Sept

Balkis

Chapitre II

Des souvenirs me reviennent, s’accrochent à ma peau tels des grains de sable. Tenaces, poisseux. Salés comme les larmes.

Je me souviens du service à café en argent de ma mère, de son sourire, toujours trop rare, lorsqu’elle s’en servait. Le long filet qui fendait l’air en une courbe fumante. Je me souviens aussi du temps qu’elle passait à déchirer l’énigme d’un avenir troublé d’essence noire et amère au fond des tasses retournées.

La moustache de mon père, noire, piquante. Cette sensation sur ma joue, la caresse d’une brosse drue et inégale.

Je me rappelle les jeux de mon frère, ses dessins dans la terre de la cour, sa volonté de chasser les insectes, pour les collectionner. Les écraser. Pieds nus, dans ses vêtements couverts de terre, il était la divinité qui avait droit de vie et de mort sur les bêtes qui croisaient son chemin de géant.
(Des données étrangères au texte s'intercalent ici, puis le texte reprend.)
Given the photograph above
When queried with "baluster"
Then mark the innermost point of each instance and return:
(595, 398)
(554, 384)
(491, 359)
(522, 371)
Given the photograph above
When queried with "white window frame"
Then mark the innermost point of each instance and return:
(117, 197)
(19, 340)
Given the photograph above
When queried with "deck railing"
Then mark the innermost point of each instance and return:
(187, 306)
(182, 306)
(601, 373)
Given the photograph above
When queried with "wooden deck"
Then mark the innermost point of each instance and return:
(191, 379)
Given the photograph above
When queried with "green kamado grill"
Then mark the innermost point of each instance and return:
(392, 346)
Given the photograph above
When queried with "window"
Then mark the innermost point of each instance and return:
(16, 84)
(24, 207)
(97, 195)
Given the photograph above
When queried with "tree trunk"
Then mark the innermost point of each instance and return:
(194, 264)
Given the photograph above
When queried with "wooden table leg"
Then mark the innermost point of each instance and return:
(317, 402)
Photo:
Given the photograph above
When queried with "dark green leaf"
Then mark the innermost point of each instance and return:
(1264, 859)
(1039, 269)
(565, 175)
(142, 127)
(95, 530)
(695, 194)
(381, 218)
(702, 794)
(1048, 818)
Je me souviens d’étouffantes nuits d’été passées sur les toits, quand nos regards plongeaient au plus profond d’un monde magnifique, sans limite ni substance. Je me souviens de jours d’hiver bercés par les gouttes qui tombaient pour abreuver la gueule assoiffée de la terre, irriguant les cultures, gonflant les eaux du Tigre jusqu’à ce que la voix de ses remous s’accorde au chœur de la pluie.
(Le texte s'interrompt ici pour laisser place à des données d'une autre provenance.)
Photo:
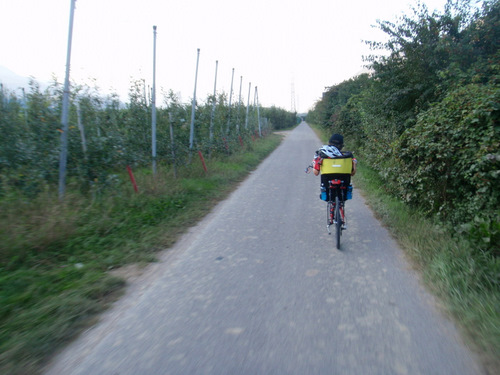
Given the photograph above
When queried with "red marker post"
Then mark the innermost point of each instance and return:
(132, 179)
Je me rappelle les visages tannés par le soleil, les profils fuyants et silencieux lorsqu’ils se courbaient pour passer le seuil de l’entrée. Les paysans des terres de mon père, en quête de conseil, de protection ou de justice. Parfois des trois. Les hommes s’enfermaient dans son bureau envahi de fumée de pipe et de cigarette, et les voix résonnaient jusque dans le bois de la porte.

De notre maison de Mossoul, je me souviens des pièces qui bourdonnaient de voix d’hommes et de femmes, habitants ou visiteurs. Des épices qui embaumaient la cuisine, du bruit des femmes qui s’y activaient pour préparer des plats aussi élaborés que savoureux, suffisants pour rassasier tout le quartier. Mon frère, mes sœurs, mes cousins et moi y volions des amandes que nous dégustions en secret sur le toit ou au fond du jardin.

Je me rappelle aussi la porte entrebâillée sur des cris que j’ai entendus plus d’une fois. Malgré la vigilance des femmes présentes, je volais un coup d’œil à la scène: des draps tachés de sang, des jambes écartées sur une chose entre vie et mort. Le visage en sueur de ma mère, défiguré par la crainte et la souffrance. Des mains nous repoussaient au fond du couloir. Mais nous revenions toujours sur nos pas, petites mouches attirées par l’horreur, et apercevions une femme drapée de silence qui sortait de la chambre, serrant un paquet ovale dans ses bras.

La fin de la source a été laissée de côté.